@_seda_
|
Ağacın altında kazınan yere dokundurdum elimi. Biri O diğeri A harfi kazınmıştı sertçe.
Gözlerim doldu bir an için,o bıçak tam göğsüne mı batmıştı?
Arkamda sesle geriye döndüm. Yeşil bir kamuflaj ile yüzünü bile kapatmış bir asker önümde dikiliyordu. Gözlerinden tanıdım onu.
"Merhaba " dedi gözlerime bakarak. Selam verdim oturduğum yerden. Yanıma çömeldi. Tam dibime oturdu.
Sessizlik oldu aramızda ama her şey anlamlıydı. "Korkuyor musun?" dedi ilk önce. Gitme nedenimi buna bırakmıştı.
"Hayır, ben ölmekten korkmam Savaş." dedim.Adı gibi her yeri de savaş kokuyordu.
"Ondan bahsetmiyorum Olenka." adımı onun gibi söylemişti. Ülkesine döndüğünde ailesine de mi öyle öğretmişti? "Kaybetmekten korkuyorsun."
Sözü ile bakışlarımı ona sabitledim. Doğruydu, kaybetmekten korkuyordum. Tekrar benim yüzümden olmasını her şeyin.
"Senin emanetin benim de emanetim. Kızının arkasında olucağım." onu sahiplenmesi göz yaşartıcıydı. Doğru diyordu. O benim kızımdı.
"Kendini daha fazla harap etmene gerek yok. Senin yerin artık bizi desteklemek. Meydanlar bize kalsın."

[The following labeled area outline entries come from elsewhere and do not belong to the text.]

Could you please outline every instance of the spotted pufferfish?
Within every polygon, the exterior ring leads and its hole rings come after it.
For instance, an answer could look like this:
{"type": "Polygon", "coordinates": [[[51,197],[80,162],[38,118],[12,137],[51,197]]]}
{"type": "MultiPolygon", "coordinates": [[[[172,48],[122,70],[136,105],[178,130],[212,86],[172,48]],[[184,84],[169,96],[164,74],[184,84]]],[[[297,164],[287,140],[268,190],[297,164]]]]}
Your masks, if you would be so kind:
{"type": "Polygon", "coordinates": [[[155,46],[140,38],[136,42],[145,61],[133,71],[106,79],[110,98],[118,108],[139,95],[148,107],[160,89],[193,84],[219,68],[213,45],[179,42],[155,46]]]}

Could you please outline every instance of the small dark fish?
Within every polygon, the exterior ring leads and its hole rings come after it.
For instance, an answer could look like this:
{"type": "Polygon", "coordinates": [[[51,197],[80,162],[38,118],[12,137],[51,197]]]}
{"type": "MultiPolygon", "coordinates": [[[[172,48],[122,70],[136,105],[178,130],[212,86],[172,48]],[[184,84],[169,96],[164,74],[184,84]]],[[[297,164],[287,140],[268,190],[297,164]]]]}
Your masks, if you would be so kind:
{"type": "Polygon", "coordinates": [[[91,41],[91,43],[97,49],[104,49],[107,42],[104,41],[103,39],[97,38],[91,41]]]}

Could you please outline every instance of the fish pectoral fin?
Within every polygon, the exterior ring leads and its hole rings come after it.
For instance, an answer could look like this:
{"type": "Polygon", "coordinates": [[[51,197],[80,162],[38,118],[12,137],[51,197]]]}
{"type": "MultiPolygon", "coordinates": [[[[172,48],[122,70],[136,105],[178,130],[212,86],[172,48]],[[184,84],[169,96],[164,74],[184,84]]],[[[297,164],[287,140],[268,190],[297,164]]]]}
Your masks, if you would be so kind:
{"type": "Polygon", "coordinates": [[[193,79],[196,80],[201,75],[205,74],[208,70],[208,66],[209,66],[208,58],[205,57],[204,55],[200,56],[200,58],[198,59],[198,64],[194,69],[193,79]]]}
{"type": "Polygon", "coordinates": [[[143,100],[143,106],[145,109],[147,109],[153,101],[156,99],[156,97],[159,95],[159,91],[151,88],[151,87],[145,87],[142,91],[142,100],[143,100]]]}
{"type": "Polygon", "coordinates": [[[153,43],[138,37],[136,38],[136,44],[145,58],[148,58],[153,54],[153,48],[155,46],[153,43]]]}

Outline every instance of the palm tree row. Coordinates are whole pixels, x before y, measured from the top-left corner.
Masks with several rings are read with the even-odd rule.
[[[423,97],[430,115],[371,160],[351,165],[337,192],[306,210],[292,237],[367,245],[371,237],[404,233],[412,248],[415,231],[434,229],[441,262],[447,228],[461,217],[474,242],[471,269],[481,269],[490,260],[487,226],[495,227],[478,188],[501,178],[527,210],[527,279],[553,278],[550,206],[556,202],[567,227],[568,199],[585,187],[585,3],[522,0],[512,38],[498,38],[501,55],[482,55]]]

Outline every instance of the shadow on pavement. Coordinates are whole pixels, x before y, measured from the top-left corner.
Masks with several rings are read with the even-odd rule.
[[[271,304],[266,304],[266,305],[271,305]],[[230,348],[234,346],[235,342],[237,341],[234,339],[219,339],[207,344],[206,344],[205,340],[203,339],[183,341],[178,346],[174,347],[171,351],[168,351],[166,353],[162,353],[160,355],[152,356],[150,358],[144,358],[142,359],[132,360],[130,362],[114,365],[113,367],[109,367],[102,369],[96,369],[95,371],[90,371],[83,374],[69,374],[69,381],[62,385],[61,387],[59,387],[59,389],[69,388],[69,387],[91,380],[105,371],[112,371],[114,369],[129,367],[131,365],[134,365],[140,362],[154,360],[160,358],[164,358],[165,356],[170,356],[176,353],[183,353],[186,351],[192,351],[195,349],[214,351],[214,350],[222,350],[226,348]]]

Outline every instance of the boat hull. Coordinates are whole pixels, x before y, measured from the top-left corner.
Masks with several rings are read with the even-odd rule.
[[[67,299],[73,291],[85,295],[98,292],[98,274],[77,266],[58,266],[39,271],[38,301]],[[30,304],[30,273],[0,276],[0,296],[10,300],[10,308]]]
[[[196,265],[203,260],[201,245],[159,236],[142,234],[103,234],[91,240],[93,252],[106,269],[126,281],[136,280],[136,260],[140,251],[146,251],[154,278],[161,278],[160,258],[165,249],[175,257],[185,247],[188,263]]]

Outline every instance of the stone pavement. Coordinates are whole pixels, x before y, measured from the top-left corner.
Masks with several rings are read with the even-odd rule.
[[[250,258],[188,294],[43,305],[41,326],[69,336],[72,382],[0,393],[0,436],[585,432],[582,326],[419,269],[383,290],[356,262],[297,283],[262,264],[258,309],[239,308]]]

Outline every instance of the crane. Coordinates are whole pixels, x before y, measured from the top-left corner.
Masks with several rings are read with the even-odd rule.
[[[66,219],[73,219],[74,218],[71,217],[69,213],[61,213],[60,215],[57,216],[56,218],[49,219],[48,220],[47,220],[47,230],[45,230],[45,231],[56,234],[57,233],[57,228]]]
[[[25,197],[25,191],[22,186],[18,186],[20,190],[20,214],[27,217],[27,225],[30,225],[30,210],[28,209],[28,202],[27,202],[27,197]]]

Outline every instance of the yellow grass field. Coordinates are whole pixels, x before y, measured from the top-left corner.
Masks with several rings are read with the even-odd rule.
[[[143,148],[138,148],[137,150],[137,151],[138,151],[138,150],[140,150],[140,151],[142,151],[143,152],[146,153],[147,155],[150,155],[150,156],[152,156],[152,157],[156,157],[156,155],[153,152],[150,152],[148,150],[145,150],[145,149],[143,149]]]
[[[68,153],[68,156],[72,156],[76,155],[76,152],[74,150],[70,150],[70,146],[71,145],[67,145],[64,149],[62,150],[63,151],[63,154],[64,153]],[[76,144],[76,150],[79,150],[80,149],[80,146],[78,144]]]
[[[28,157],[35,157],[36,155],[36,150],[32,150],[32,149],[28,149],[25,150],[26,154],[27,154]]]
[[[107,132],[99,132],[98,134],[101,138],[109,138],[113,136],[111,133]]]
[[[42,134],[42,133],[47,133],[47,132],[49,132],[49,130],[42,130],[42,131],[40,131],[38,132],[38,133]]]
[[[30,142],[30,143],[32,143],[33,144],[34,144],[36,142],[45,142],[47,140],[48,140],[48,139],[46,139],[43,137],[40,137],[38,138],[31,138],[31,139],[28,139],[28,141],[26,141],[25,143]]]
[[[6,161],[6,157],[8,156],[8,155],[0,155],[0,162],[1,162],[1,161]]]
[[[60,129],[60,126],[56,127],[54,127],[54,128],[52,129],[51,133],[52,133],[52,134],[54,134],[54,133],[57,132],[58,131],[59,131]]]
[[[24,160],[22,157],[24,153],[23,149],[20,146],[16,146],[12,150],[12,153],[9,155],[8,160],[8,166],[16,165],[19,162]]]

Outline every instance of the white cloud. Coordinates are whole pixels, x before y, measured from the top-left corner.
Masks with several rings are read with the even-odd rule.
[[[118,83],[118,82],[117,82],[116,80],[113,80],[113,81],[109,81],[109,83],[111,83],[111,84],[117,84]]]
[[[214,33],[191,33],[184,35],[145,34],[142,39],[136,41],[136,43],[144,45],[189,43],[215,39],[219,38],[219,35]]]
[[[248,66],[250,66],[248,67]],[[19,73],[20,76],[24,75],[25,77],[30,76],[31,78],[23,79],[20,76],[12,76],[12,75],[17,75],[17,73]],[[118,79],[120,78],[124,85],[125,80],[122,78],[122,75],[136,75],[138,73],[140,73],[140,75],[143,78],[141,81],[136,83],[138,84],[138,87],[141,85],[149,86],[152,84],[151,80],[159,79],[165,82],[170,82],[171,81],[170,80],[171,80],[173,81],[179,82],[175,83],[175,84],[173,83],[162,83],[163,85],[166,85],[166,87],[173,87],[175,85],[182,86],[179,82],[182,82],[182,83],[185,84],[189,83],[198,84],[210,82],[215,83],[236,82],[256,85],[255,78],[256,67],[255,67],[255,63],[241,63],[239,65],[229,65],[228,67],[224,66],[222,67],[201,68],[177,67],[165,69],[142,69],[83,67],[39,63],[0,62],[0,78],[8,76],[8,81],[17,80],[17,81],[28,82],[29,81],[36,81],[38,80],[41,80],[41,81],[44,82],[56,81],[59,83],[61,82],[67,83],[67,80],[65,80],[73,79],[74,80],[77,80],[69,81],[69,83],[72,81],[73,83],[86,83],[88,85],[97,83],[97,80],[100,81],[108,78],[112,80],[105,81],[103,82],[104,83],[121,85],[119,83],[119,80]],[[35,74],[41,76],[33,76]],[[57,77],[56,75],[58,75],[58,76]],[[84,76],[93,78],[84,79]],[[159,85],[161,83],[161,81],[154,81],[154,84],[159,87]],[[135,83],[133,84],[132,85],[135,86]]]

Keskin diline karşı bir samimiyet akıyordu bana. "Alina yı ben hallederim. Senin canın benim canımdır." dedi tereddütümü görünce. Ani bir haber ile gitmeye karar vermişti Alinam. Haklıydı, yorulmuştu o da.
"Teşekkür ederim Savaş." ayağa kalktım yerimden."Ben söylemedim ona ama sizin ile savaşmayı kabul edecektir yeter ki fark edilmesini sağlamayın."
Dimitry nin veya kraliyetin fark etmesi demek ölümüydü.
"Seni iyi yetiştirmiş." dedim gitmeden önce. Baktı bana ve gülümsedi. Tekrardan onun yüzü geldi önüme.
Evime doğru yürümeye başladım. Orada ki bir ruhu ateşe atmıştım ama arkadan bir ses çınlattı kulağımı.
"Sen abimin canıydın, sizin canınızda onun bana emaneti."